File "train.py", line 69, in [64/907] main()
File "train.py", line 16, in main
model_script.main(cfg)
File "models/sbd/r50_dh128.py", line 23, in main
model, model_cfg = init_model(cfg)
File "models/sbd/r50_dh128.py", line 46, in init_model
model.feature_extractor.load_pretrained_weights()
File "/home/xx/data/workspace/interactive_seg/click_base/fbrs_interactive_segmentation/isegm/model/modeling/deeplab_v3.py", line 53, in load_pretrained_weights
norm_layer=self.backbone_norm_layer, **self._kwargs)
File "/home/xx/data/workspace/interactive_seg/click_base/fbrs_interactive_segmentation/isegm/model/modeling/resnet.py", line 12, in init
pretrained = resnet50_v1s(pretrained=pretrained_base, dilated=dilated, **kwargs)
File "/home/xx/data/workspace/interactive_seg/click_base/fbrs_interactive_segmentation/isegm/model/modeling/resnetv1b.py", line 245, in resnet50_v1s
torch.hub.load(GLUON_RESNET_TORCH_HUB, 'gluon_resnet50_v1s', pretrained=True).state_dict(),
File "/home/xx/anaconda3/envs/py36/lib/python3.6/site-packages/torch/hub.py", line 369, in load
model = entry(*args, **kwargs)
File "/home/xx/.cache/torch/hub/rwightman_pytorch-pretrained-gluonresnet_master/gluon_resnet.py", line 608, in gluon_resnet50_v1s
load_state_dict_from_url(model_urls['gluon_resnet50_v1s']))
File "/home/xx/anaconda3/envs/py36/lib/python3.6/site-packages/torch/nn/modules/module.py", line 847, in load_state_dict
self.class.name, "\n\t".join(error_msgs)))

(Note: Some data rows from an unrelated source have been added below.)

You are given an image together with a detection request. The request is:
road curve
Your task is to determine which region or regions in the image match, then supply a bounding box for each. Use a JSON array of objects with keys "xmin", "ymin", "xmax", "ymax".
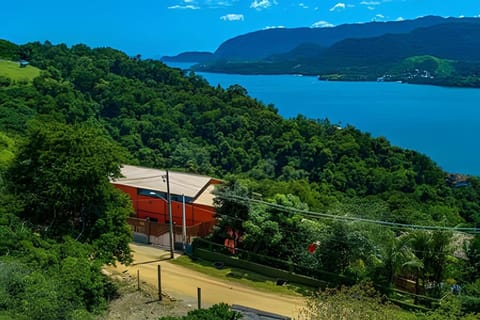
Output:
[{"xmin": 109, "ymin": 244, "xmax": 305, "ymax": 318}]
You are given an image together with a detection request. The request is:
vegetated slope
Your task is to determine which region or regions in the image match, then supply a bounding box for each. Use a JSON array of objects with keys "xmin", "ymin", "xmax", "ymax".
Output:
[
  {"xmin": 0, "ymin": 39, "xmax": 19, "ymax": 60},
  {"xmin": 320, "ymin": 22, "xmax": 480, "ymax": 67},
  {"xmin": 0, "ymin": 60, "xmax": 40, "ymax": 82},
  {"xmin": 0, "ymin": 38, "xmax": 480, "ymax": 319},
  {"xmin": 0, "ymin": 38, "xmax": 479, "ymax": 225},
  {"xmin": 215, "ymin": 16, "xmax": 478, "ymax": 60},
  {"xmin": 198, "ymin": 19, "xmax": 480, "ymax": 87}
]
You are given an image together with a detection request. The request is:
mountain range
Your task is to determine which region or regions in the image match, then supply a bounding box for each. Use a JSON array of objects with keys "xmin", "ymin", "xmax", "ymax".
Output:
[{"xmin": 163, "ymin": 16, "xmax": 480, "ymax": 86}]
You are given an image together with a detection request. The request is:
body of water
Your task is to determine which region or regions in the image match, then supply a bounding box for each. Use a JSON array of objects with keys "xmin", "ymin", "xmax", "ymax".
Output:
[{"xmin": 167, "ymin": 63, "xmax": 480, "ymax": 176}]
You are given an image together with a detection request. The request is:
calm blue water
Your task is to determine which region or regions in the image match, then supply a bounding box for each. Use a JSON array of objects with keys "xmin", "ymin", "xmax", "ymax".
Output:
[{"xmin": 167, "ymin": 63, "xmax": 480, "ymax": 176}]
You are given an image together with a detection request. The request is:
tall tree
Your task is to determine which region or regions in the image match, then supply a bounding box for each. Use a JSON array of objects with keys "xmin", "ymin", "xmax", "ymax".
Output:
[{"xmin": 7, "ymin": 121, "xmax": 133, "ymax": 262}]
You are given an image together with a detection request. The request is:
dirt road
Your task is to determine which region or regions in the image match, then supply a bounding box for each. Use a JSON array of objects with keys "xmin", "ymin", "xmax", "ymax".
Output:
[{"xmin": 108, "ymin": 244, "xmax": 305, "ymax": 317}]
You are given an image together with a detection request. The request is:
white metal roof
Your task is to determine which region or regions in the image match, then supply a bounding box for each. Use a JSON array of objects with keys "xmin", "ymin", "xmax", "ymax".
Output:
[{"xmin": 112, "ymin": 165, "xmax": 213, "ymax": 200}]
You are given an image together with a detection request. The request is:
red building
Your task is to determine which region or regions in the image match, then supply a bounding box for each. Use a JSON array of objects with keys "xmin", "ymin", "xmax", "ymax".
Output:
[{"xmin": 112, "ymin": 165, "xmax": 221, "ymax": 226}]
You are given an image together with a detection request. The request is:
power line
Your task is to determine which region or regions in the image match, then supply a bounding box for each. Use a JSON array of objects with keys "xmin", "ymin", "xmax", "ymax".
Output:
[{"xmin": 216, "ymin": 193, "xmax": 480, "ymax": 234}]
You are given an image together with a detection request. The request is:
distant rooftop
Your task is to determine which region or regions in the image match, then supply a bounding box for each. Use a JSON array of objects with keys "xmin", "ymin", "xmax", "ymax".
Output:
[{"xmin": 112, "ymin": 165, "xmax": 219, "ymax": 200}]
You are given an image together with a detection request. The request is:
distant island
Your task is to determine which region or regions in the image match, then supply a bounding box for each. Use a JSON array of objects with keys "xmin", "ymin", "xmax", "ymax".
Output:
[{"xmin": 162, "ymin": 16, "xmax": 480, "ymax": 87}]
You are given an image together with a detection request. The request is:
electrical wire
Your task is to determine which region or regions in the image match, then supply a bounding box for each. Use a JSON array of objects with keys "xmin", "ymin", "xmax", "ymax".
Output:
[{"xmin": 216, "ymin": 193, "xmax": 480, "ymax": 234}]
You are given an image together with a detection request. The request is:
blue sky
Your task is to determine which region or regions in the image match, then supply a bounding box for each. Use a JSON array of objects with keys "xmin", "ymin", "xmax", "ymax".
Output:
[{"xmin": 0, "ymin": 0, "xmax": 480, "ymax": 58}]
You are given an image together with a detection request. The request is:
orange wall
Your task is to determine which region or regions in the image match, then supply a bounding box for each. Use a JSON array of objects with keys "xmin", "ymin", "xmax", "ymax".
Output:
[{"xmin": 114, "ymin": 184, "xmax": 215, "ymax": 226}]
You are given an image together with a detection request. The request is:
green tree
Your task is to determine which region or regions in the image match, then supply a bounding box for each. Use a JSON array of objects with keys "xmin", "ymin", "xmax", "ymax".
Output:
[{"xmin": 7, "ymin": 122, "xmax": 132, "ymax": 262}]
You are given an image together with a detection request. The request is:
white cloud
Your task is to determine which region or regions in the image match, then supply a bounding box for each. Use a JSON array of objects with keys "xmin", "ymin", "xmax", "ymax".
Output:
[
  {"xmin": 205, "ymin": 0, "xmax": 239, "ymax": 8},
  {"xmin": 330, "ymin": 2, "xmax": 347, "ymax": 11},
  {"xmin": 220, "ymin": 13, "xmax": 245, "ymax": 21},
  {"xmin": 168, "ymin": 4, "xmax": 200, "ymax": 10},
  {"xmin": 263, "ymin": 26, "xmax": 285, "ymax": 30},
  {"xmin": 310, "ymin": 20, "xmax": 335, "ymax": 28},
  {"xmin": 250, "ymin": 0, "xmax": 278, "ymax": 10}
]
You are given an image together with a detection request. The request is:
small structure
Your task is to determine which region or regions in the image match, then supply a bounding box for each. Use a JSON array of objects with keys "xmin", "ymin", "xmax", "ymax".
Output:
[
  {"xmin": 18, "ymin": 60, "xmax": 30, "ymax": 68},
  {"xmin": 232, "ymin": 304, "xmax": 290, "ymax": 320},
  {"xmin": 112, "ymin": 165, "xmax": 221, "ymax": 226}
]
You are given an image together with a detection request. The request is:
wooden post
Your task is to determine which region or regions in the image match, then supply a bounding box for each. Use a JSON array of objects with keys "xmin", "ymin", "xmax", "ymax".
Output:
[
  {"xmin": 137, "ymin": 270, "xmax": 140, "ymax": 290},
  {"xmin": 157, "ymin": 265, "xmax": 162, "ymax": 301},
  {"xmin": 197, "ymin": 288, "xmax": 202, "ymax": 309}
]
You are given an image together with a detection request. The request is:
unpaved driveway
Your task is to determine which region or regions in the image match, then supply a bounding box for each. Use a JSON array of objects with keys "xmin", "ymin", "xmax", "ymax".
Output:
[{"xmin": 108, "ymin": 244, "xmax": 305, "ymax": 317}]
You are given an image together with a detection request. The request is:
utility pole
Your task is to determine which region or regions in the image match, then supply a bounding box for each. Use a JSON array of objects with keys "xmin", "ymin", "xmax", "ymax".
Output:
[
  {"xmin": 165, "ymin": 170, "xmax": 175, "ymax": 259},
  {"xmin": 182, "ymin": 194, "xmax": 187, "ymax": 252}
]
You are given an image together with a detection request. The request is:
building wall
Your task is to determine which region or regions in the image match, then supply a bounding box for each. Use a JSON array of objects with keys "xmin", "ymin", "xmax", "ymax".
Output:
[{"xmin": 114, "ymin": 184, "xmax": 215, "ymax": 226}]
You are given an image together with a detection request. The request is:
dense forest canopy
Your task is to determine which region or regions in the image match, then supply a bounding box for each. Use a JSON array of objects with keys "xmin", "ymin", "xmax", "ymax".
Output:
[{"xmin": 0, "ymin": 41, "xmax": 480, "ymax": 319}]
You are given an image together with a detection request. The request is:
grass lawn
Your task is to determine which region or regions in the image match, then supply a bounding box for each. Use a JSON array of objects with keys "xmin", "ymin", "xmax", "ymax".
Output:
[
  {"xmin": 169, "ymin": 256, "xmax": 315, "ymax": 296},
  {"xmin": 0, "ymin": 60, "xmax": 40, "ymax": 82}
]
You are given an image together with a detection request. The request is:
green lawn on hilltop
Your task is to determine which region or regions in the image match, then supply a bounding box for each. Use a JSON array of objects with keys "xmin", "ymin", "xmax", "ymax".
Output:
[{"xmin": 0, "ymin": 60, "xmax": 40, "ymax": 82}]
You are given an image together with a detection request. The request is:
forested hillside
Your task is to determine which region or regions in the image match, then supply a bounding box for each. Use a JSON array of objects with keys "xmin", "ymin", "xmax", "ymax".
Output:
[{"xmin": 0, "ymin": 42, "xmax": 480, "ymax": 319}]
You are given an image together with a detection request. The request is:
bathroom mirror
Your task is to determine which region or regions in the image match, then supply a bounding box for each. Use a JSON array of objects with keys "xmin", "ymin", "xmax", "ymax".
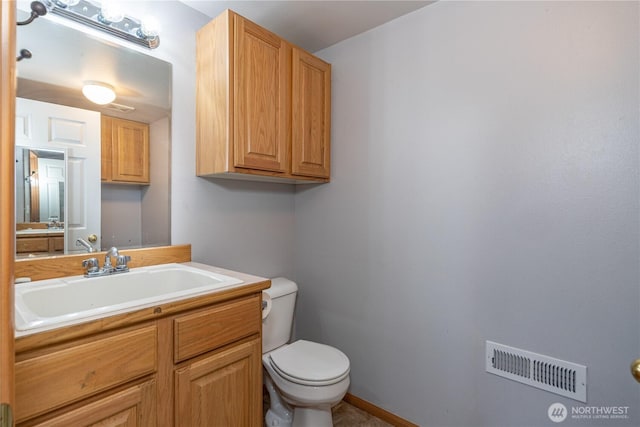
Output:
[
  {"xmin": 16, "ymin": 9, "xmax": 172, "ymax": 253},
  {"xmin": 15, "ymin": 146, "xmax": 67, "ymax": 258},
  {"xmin": 16, "ymin": 146, "xmax": 66, "ymax": 226}
]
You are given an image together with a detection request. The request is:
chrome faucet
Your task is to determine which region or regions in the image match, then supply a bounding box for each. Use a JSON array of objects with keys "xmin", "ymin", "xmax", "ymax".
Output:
[
  {"xmin": 102, "ymin": 246, "xmax": 120, "ymax": 271},
  {"xmin": 76, "ymin": 237, "xmax": 96, "ymax": 253},
  {"xmin": 82, "ymin": 246, "xmax": 131, "ymax": 277}
]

RuntimeError: Error(s) in loading state_dict for GluonResNet:
Missing key(s) in state_dict: "conv1.0.weight", "conv1.1.weight", "conv1.1.bias", "conv1.1.running_mean", "conv1.1.running_var", "conv1.3.weight", "conv1.4.weight", "conv1.4.bias", "conv1.4.running_mean", "conv1.4.running_var", "conv1.6.weight", "bn1.weight", "bn1.bias", "bn1.running_mean", "bn1.running_var", "layer1.0.conv1.weight", "layer1.0.bn1.weight", "layer1.0.bn1.bias", "layer1.0.bn1.running_mean", "layer1.0.bn1.running_var", "layer1.0.conv2.weight", "layer1.0.bn2.weight", "layer1.0.bn2.bias", "layer1.0.bn2.running_mean", "layer1.0.bn2.running_var", "layer1.0.conv3.weight", "layer1.0.bn3.weight", "layer1.0.bn3.bias", "layer1.0.bn3.running_mean", "layer1.0.bn3.running_var", "layer1.0.downsample.0.weight", "layer1.0.downsample.1.weight", "layer1.0.downsample.1.bias", "layer1.0.downsample.1.running_mean", "layer1.0.downsample.1.running_var", "layer1.1.conv1.weight", "layer1.1.bn1.weight", "layer1.1.bn1.bias", "layer1.1.bn1.running_mean", "layer1.1.bn1.running_var", "layer1.1.conv2.weight", "layer1.1.bn2.weight", "layer1.1.bn2.bias", "layer1.1.bn2.running_mean" .........

Please clear pytorch downloaded cache and check that pytorch version is >= 1.4.0 . I have just tried running training for both r34 and r50 and all models were loaded successfully.